The methodology actually proposed by Bacon basically consisted of clearing your mind of preconceptions (he spent a long time on the classification of various sorts of potentially misleading preconceptions), observing stuff (either as it occurs naturally, or in experimental situations), making long lists of what you observed, and organizing those lists according to principles that Bacon outlined. He thought that an understanding of nature’s laws would emerge from this activity of observation and organization of observations. This bears little resemblance to what is commonly touted these days as “the scientific method,” i.e., the hypothetico-deductive method, or falsificationism. This, roughly, consists in thinking up a testable hypothesis, testing it experimentally, and, according to your test results, accepting the hypothesis or else rejecting it and starting again. (In fact, neither of these methodological prescriptions describe terribly well what most scientists actually do most of the time. Reality is a lot more complicated and nuanced.)
The popularity of the notion that hypothetico-deductive falsificationism is the scientific method, owes a great deal to the 20th century philosopher of science Karl Popper – who had a considerable influence on the thinking of many actual scientists. Popper always presented himself as a radical opponent of Bacon. He thought Bacon had got the scientific method badly wrong, and that no end of harm had been done thereby. For one thing, he basically blamed Bacon for the rise of Communism, as well as the popularity of both Freudian-style Psychoanalysis (which Popper thought was pernicious nonsense) and astrology.
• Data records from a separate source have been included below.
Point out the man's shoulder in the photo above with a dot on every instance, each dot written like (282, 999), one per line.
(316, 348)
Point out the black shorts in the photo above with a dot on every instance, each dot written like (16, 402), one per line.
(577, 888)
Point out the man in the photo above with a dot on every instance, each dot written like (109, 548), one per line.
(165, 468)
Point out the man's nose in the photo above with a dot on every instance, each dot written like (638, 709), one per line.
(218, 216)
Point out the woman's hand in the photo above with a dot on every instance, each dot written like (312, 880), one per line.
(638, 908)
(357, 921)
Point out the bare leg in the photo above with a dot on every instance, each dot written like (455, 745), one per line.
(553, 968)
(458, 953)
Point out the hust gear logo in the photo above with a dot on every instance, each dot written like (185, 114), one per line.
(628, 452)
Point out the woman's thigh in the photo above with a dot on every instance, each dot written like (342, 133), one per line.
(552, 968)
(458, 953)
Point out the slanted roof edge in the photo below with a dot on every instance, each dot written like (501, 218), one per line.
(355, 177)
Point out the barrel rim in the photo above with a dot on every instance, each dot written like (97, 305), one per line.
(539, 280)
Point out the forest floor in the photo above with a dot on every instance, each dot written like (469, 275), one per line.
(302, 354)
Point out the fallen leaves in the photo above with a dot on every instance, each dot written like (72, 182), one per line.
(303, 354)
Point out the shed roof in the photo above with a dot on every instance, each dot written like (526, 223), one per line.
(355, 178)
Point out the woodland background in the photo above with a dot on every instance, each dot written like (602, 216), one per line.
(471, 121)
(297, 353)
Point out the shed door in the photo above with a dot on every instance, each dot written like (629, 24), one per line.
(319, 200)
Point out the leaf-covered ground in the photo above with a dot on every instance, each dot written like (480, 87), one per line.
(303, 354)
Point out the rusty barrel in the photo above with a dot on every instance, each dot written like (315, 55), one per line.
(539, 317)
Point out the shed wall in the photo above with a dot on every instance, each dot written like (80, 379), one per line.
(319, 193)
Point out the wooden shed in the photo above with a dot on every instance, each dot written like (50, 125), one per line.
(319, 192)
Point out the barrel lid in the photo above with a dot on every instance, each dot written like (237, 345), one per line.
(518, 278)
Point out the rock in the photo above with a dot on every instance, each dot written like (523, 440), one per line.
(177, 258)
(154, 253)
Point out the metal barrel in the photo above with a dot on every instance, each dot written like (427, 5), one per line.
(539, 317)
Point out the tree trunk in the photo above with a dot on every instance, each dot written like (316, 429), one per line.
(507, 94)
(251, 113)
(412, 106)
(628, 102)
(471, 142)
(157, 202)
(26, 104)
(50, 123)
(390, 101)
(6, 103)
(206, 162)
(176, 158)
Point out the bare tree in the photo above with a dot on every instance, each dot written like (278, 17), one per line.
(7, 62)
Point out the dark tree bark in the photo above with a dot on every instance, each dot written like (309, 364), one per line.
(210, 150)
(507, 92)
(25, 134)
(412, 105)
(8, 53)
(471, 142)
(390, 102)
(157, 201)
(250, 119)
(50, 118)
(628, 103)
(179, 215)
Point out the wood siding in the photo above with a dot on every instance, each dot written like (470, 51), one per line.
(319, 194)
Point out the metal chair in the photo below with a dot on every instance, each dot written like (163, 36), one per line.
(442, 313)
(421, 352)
However, although the details of the methodology proposed by Bacon only bears a tenuous relationship to actual scientific practice, Bacon’s writings did do a lot to promote the rise of modern science, particularly in England (where a good proportion of the key developments occurred). Setting aside the details, the Baconian method reduced to a bumper sticker was something like “Rely on what you can observe with your senses, not the theories found in old books,” and this was a useful and salutary admonition in the intellectual climate of the time (although it is very far from adequate as a real methodology). In England in particular, paying lip service (probably with varying degrees of sincerity) to the influence that Bacon had had upon you became a way of aligning yourself with the emerging new science, and expressing your rejection of older ways of thinking about the natural world, such as Aristotelian natural philosophy or Hermetic magical theories (as well as of the much more modern theories of Descartes, then popular in continental Europe, and which also, in fact, contributed a lot to what became modern science). The Royal Society, which became the key institution for the promotion of the new scientific ideas and methods in England through the 17th and 18th centuries (and is still today quite an important scientific organization), went out of its way to announce that it was founded on the philosophy of Bacon, as did individual scientific pioneers, such as Robert Boyle and Isaac Newton. As Newtonian science spread to other countries, so did the habit of paying lip service to Bacon’s influence (probably often by people who had never actually read many or even any of his works).
So yes, Bacon, as a philosopher of science and, perhaps more importantly, a cheerleader for science before much real science existed, played an important role in the rise of modern science. However, the actual methodology he proposed is quite at odds with what a lot of people today say is the scientific method, and bears only a very loose and general resemblance to the research strategies actually used by real, successful scientists (either today, or during the time of the Scientific Revolution that he helped to inspire).